Materiale pirotecnico in Curva Nord: nessun provvedimento
Nel corso della sfida disputata all’Unipol Domus contro il Lecce, una parte della Curva Nord rossoblù ha introdotto e utilizzato esclusivamente nel proprio settore petardi, fumogeni e bengala. Episodi circoscritti, che non hanno portato a sanzioni disciplinari per il club sardo.

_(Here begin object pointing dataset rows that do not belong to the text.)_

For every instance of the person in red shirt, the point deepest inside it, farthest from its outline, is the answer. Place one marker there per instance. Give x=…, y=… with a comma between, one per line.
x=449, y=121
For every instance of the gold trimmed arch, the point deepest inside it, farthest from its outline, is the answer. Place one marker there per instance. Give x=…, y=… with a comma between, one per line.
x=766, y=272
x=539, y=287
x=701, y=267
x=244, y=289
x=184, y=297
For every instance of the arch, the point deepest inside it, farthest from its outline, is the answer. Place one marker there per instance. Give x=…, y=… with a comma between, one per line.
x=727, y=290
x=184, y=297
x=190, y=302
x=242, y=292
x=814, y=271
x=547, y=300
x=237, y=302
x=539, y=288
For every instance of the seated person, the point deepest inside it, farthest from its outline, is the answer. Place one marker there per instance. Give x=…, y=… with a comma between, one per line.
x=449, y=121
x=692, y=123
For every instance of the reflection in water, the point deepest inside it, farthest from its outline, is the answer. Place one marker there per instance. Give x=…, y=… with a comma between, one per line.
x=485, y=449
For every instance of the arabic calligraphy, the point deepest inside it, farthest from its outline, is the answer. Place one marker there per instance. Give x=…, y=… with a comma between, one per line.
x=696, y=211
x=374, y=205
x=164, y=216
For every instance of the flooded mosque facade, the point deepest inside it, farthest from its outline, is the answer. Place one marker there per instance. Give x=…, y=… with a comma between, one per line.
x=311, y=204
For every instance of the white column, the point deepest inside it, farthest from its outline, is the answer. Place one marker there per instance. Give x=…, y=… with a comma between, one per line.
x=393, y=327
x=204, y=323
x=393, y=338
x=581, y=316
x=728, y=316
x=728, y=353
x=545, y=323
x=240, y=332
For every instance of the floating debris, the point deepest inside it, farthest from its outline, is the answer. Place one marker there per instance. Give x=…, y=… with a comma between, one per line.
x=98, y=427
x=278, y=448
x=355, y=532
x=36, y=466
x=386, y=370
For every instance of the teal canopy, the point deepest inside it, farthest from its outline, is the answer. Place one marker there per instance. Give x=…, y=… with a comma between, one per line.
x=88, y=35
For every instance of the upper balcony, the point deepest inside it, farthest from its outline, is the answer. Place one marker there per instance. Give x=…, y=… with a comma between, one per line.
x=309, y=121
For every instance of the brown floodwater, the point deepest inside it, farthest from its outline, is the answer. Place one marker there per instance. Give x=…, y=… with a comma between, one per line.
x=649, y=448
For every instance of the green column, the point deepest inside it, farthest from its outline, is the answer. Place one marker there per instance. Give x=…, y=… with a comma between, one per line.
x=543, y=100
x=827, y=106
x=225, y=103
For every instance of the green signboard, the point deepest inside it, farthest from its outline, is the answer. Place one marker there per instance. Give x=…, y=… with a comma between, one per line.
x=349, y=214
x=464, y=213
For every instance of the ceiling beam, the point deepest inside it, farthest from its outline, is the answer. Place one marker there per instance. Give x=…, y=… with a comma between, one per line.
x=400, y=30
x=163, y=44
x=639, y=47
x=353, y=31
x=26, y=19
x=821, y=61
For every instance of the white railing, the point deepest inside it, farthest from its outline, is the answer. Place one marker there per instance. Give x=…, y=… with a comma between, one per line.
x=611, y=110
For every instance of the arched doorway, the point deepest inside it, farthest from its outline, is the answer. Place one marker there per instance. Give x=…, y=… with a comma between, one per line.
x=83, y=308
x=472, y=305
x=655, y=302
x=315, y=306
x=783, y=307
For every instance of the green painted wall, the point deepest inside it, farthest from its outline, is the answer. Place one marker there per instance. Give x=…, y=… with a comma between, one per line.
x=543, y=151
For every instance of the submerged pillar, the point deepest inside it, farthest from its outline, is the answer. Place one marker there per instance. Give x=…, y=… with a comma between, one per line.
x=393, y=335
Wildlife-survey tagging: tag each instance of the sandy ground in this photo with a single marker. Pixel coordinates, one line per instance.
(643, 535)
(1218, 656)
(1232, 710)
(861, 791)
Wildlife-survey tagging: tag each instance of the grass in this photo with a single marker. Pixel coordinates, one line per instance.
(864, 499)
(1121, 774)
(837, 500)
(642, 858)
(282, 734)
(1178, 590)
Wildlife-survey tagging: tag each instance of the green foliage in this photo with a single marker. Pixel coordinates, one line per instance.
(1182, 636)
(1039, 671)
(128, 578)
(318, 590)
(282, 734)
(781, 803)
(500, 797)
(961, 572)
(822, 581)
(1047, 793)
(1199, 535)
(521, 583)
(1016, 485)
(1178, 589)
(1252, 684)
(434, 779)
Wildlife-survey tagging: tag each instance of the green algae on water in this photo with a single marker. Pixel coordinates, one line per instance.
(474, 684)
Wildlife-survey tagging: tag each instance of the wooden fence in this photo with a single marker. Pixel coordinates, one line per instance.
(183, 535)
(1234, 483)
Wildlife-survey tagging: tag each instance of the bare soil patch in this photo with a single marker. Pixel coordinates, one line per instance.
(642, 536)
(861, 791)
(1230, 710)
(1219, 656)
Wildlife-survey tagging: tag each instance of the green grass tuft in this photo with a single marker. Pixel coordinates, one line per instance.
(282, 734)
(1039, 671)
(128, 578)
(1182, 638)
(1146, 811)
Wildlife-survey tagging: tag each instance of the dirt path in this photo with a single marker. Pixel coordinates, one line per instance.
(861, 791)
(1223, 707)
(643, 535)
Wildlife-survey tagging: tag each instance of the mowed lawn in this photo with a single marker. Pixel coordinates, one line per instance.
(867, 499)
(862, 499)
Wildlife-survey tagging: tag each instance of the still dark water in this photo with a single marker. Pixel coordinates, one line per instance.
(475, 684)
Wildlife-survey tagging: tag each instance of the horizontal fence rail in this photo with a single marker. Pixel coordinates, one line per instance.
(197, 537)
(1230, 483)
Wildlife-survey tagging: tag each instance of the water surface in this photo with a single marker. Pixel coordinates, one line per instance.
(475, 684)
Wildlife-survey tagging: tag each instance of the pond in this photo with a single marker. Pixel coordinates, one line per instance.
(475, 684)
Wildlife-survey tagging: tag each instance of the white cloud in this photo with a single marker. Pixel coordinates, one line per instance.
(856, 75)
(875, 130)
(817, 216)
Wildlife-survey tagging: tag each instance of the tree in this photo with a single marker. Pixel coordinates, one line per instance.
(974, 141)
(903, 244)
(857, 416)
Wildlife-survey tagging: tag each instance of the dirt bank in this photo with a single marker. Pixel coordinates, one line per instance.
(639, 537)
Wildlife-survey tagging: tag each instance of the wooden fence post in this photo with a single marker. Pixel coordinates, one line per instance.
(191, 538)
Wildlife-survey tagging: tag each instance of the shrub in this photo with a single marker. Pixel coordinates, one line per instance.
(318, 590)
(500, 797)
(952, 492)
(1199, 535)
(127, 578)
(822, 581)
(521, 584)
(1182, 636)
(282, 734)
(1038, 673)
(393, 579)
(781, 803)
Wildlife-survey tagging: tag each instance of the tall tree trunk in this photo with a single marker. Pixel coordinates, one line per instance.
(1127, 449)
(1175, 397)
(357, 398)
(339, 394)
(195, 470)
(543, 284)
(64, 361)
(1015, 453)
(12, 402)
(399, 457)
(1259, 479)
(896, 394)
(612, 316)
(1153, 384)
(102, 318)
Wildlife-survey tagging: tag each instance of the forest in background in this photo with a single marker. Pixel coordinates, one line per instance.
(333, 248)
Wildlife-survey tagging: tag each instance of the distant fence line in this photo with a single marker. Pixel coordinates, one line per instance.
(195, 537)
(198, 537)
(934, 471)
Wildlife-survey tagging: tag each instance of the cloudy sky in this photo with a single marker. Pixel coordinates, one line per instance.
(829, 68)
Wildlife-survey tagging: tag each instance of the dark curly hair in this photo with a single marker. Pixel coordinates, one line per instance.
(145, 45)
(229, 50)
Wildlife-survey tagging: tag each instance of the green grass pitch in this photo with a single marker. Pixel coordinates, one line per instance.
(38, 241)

Dieci squalificati: spiccano Barella, Kalulu, Morata e Rabiot
Se sul fronte società non arrivano multe o diffide, il capitolo disciplinare della giornata registra comunque dieci giocatori squalificati per il prossimo turno di Serie A. Tra i nomi più rilevanti figurano Nicolò Barella, Hakan Çalhanoglu, Pierre Kalulu, Álvaro Morata e Adrien Rabiot.
Assenze pesanti che potrebbero incidere sugli equilibri della prossima giornata, con diversi allenatori chiamati a rivedere le proprie scelte tattiche.
Appiedato Vanoli
Fermato – con multa da 3.000 euro – anche l’allenatore della Fiorentina Paolo Vanoli, “per avere, al 25° del secondo tempo, uscendo dall’area
tecnica, in polemica con il comportamento dell’allenatore della squadra avversaria, contestato con veemenza l’operato arbitrale reiterando tale atteggiamento dopo la notifica del provvedimento di espulsione“.
Serie A, equilibrio tra tifo e disciplina
La decisione del Giudice Sportivo riaccende il dibattito sul rapporto tra tifo organizzato e regolamenti federali. L’utilizzo di materiale pirotecnico resta un tema sensibile, ma in questo caso non ha prodotto conseguenze per il club rossoblù.